Kritik von Staatsanwaltschaft und Verteidigung
Richter im Liechtenstein-Prozess gibt Vorsitz ab

Eine überraschende Personaländerung sorgt für Turbulenzen im Rostocker Prozess um die mutmaßliche Erpressung der Liechtensteinischen Landesbank LLB. Der Vorsitzende Richter in dem Verfahren kündigte am Freitag an, in der kommenden Woche aus dem Prozess auszuscheiden, da er in Elternzeit gehe.

dpa ROSTOCK. Dagegen legten sowohl Staatsanwaltschaft als auch Verteidigung Widerspruch ein. Der Staatsanwalt verwies auf die internationale Bedeutung des Verfahrens, die es nötig mache, es in der bisherigen Besetzung zu Ende zu führen. Für das Vorgehen des Gerichts gebe es bislang keinen Präzedenzfall.

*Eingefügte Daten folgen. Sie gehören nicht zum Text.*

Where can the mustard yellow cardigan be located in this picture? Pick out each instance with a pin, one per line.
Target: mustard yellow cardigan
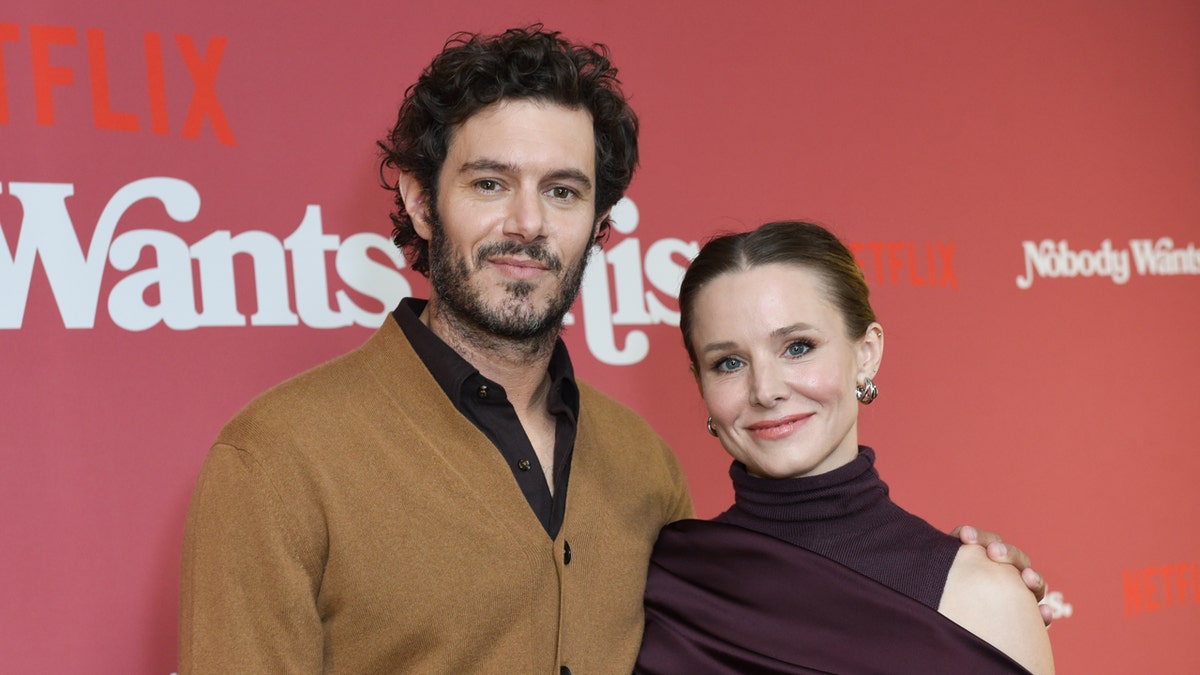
(351, 520)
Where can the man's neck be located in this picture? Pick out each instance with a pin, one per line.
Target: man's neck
(520, 365)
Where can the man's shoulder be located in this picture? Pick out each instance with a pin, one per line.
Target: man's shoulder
(321, 400)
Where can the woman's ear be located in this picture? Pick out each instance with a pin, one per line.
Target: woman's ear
(870, 351)
(417, 202)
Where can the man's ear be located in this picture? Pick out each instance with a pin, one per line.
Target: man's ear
(417, 203)
(600, 219)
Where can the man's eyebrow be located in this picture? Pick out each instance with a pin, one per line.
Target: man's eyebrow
(497, 166)
(573, 175)
(487, 165)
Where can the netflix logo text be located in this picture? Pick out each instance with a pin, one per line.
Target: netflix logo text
(52, 49)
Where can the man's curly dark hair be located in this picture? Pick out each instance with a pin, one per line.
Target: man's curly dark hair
(474, 71)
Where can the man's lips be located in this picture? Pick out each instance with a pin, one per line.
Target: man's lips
(520, 268)
(772, 429)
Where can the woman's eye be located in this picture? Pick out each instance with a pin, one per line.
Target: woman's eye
(798, 348)
(727, 364)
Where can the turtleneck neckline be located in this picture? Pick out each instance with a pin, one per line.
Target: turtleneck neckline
(847, 490)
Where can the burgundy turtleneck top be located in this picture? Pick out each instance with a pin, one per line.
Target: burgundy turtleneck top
(846, 515)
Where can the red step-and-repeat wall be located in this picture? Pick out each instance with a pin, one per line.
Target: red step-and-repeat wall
(190, 213)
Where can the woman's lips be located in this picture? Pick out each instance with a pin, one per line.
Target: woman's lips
(779, 428)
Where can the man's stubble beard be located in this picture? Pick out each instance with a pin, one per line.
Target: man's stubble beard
(516, 320)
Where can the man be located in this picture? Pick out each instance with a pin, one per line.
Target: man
(447, 497)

In dem Verfahren müssen sich drei Männer verantworten. Sie sollen mit einem weiteren mutmaßlichen Komplizen, dessen Prozess abgetrennt wurde, die LLB und Bankkunden erpresst haben. Die Angeklagten waren in Besitz von rund 2300 gestohlenen Kontodaten über mögliche Schwarzgelder gekommen. Die Bank soll für die Rückgabe neun Mill. Euro gezahlt haben, vor der Übergabe weiterer vier Mill. wurden die Männer verhaftet. Der 48-jährige Hauptangeklagte räumte zwar den Handel mit den Daten ein, bestreitet aber eine Erpressung. Er sei auf ein legales Geschäft aus gewesen.

Die Staatsanwaltschaft befürchtet nun vor allem, dass durch das Ausscheiden des Vorsitzenden Richters die Chancen der Verteidigung auf eine erfolgreiche Revision steigen könnten. "Eine fehlerhafte Gerichtsbesetzung wäre ein absoluter Revisionsgrund, das heißt, ein mögliches Urteil könnte alleine schon deswegen aufgehoben werden", warnte Staatsanwalt Martin Fiedler.